Décembre 2012
Sur la Terre comme au Ciel, et nulle part maintenant
Une fois au moins, Ernst Jünger ne résista pas au plaisir de se répéter. L’Occident aura engendré trois merveilles d’égale dignité, note-t-il deux fois dans ses Journaux : la Royal Navy, l’armée prussienne et la Compagnie de Jésus. Mais à sa première mention, le 1er avril 1945 (Feuillets de Kirchhorst), cette trinité apparaît… quaternaire : « la flotte anglaise, l’État-Major prussien, l’ordre des jésuites, la ville de Paris. »
Savourer ce mot capiteux exige un peu plus de temps que ne semble d’abord l’indiquer le franc plaisir qu’il suscite. Il faut en effet de respectables ressources d’humour noir pour oser une telle liste quand on a combattu comme officier allemand dans les deux guerres mondiales. Et le lecteur de Jünger imagine même ces ressources – inépuisables, s’il songe qu’au moment où l’auteur forme cette équation, à quelques jours de la proche capitulation allemande, l’armée prussienne en question a disparu depuis longtemps (et, le 20 juillet 1944, a de plus échoué à reprendre le pouvoir).
L'équation grecque
L’idée d’empire et ses traductions géopolitiques tracassent les philosophes depuis longtemps. Par la voix de Socrate, Platon se propose déjà une règle, une limite d’expansion territoriale à la cité : « tant que l’agrandissement ne compromettra pas l’unité de l’État [polis], qu’on l’agrandisse, mais pas au-delà » (La République, IV, 423b). Pour un Grec de sa génération, l’expérience récente a en effet acquis valeur de certitude inébranlable : face à l’empire perse plusieurs fois repoussé, la cité d’Athènes voit ses institutions confirmées comme un signe d’excellence – mais dans la guerre entre les cités grecques, elle se voit accusée par elles de les dégrader en sujets de son hégémonie.

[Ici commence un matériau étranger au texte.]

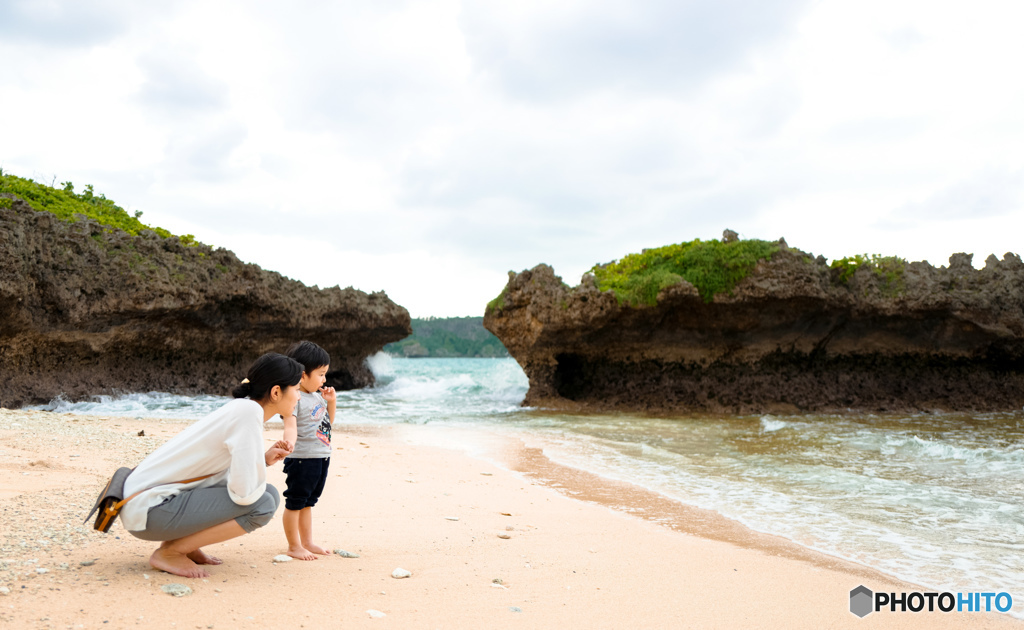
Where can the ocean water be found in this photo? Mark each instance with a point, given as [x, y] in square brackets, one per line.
[933, 499]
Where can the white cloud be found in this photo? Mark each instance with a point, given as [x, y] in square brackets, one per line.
[427, 148]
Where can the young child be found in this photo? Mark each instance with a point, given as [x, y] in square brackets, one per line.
[309, 430]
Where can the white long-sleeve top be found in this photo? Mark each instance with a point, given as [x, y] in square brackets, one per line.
[228, 443]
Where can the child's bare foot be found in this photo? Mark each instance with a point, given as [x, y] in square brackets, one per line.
[301, 553]
[176, 563]
[200, 557]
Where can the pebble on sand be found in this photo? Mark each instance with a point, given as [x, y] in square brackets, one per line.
[178, 590]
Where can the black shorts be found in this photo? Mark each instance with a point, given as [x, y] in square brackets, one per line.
[305, 479]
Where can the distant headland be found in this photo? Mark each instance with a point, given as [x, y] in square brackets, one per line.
[448, 338]
[741, 326]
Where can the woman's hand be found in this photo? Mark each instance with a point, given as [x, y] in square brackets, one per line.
[278, 452]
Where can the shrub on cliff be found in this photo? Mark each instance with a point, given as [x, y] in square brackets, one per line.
[65, 204]
[889, 269]
[712, 266]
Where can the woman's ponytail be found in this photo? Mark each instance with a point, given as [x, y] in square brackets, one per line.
[269, 370]
[243, 389]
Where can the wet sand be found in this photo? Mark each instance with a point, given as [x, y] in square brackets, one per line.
[581, 550]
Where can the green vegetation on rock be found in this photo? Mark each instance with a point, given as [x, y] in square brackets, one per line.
[499, 302]
[448, 337]
[890, 269]
[65, 203]
[712, 266]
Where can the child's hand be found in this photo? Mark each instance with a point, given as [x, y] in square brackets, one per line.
[274, 454]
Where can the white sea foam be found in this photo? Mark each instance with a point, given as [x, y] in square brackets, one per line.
[769, 424]
[381, 366]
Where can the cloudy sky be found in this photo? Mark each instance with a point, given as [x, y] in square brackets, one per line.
[427, 148]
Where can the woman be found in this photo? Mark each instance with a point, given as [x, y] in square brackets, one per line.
[227, 446]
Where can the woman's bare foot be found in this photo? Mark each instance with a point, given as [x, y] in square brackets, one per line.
[301, 553]
[200, 557]
[176, 563]
[316, 548]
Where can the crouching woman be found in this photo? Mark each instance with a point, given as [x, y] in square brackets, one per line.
[225, 449]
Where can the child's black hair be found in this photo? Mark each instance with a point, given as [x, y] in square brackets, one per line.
[269, 370]
[309, 354]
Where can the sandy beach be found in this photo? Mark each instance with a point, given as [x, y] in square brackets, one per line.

De cette époque date la grande perplexité de toute philosophie politique : pourquoi la même république connaît-elle deux existences de signe contraire, celle de la cité (expression géopolitique élémentaire : la boucle et le bouclier de ses remparts) et celle de l’empire (qui traverse, transgresse et soumet l’ailleurs) ?

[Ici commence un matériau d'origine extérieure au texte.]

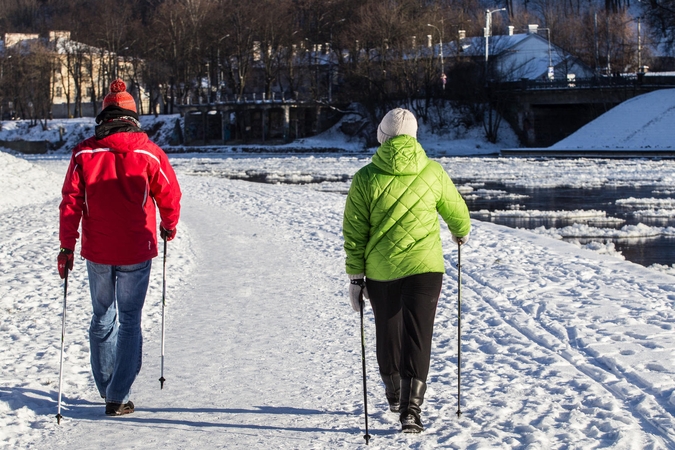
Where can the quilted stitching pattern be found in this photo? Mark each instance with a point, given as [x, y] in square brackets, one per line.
[391, 226]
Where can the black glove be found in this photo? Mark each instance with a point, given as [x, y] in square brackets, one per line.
[167, 234]
[65, 261]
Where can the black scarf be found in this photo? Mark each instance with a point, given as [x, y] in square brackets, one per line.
[114, 119]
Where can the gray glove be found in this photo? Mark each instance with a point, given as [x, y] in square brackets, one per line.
[357, 288]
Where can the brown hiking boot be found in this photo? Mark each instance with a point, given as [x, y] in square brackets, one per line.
[118, 409]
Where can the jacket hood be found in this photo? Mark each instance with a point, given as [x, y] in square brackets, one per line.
[121, 142]
[401, 155]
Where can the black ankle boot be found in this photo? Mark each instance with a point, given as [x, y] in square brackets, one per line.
[412, 397]
[392, 388]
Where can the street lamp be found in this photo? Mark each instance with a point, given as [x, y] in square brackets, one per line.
[220, 66]
[440, 43]
[330, 63]
[488, 32]
[551, 75]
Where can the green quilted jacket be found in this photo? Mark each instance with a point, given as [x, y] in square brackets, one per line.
[390, 226]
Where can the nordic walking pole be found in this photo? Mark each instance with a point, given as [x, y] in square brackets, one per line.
[63, 339]
[363, 364]
[161, 376]
[459, 328]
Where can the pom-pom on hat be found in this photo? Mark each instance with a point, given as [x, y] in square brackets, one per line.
[396, 122]
[119, 96]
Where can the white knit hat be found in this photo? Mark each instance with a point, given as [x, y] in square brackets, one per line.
[395, 122]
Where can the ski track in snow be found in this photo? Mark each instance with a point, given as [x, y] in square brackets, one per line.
[561, 347]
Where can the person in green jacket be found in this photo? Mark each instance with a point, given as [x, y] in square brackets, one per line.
[395, 258]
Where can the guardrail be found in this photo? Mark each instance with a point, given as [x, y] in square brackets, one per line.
[632, 81]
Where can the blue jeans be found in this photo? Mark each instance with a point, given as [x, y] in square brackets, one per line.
[117, 296]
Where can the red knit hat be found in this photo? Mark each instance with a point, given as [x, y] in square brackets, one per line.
[119, 96]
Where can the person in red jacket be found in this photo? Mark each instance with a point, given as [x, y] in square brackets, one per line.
[115, 182]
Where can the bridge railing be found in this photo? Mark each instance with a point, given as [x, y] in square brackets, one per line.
[614, 82]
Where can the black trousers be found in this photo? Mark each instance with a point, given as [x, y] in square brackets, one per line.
[404, 311]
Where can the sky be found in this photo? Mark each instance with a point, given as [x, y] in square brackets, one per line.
[562, 346]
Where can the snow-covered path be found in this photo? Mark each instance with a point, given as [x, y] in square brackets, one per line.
[562, 347]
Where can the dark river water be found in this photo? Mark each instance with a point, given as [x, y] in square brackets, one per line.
[644, 251]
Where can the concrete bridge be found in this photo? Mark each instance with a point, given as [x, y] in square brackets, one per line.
[253, 122]
[543, 113]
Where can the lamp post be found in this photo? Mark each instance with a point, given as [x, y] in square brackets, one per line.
[440, 44]
[551, 75]
[330, 63]
[488, 32]
[220, 70]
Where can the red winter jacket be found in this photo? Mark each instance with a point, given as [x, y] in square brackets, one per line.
[112, 185]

Sous cette forme, amenée à son équation grecque la plus pure, la question nous hante fidèlement, y compris sur le mode de son déni : les États-Unis commencèrent leur carrière de puissance impériale au nom de la guerre aux empires et donnèrent même à cette conviction valeur doctrinale (l’« exceptionnalisme », Tocqueville passant pour avoir créé le mot, qui lui servait à évaluer le thème et le pathos américains de la Manifest Destiny ; mais l’« exception » qui nous intrigue n’a rien d’américain, qu’on pense au mythe panslaviste de la troisième Rome, où le nom propre qui signifie « hégémonie impériale » implique joliment que la puissance romaine ainsi revendiquée par Moscou via Byzance est légitime : Rome n’est pas une exception puisqu’il y en une troisième, Rome vaut règle ! Le nom propre sert ici une fonction inverse de sa fonction première : au lieu d’extraire un individu d’une série, il l’y inclut et le fond en elle – tous les peuples seraient « romains », ainsi procède l’exceptionnalisme de chaque nation, autrement dit le discours paranoïaque et bien rodé dans lequel toute cité déclare sa capacité à l’empire et la rationalise. « Moi seul je suis comme tous les autres » : limite pathologique de l’idéologie, son involontaire humour noir, celui pratiqué par les Hohenzollern quand ils revendiquaient leurs ancêtres… troyens).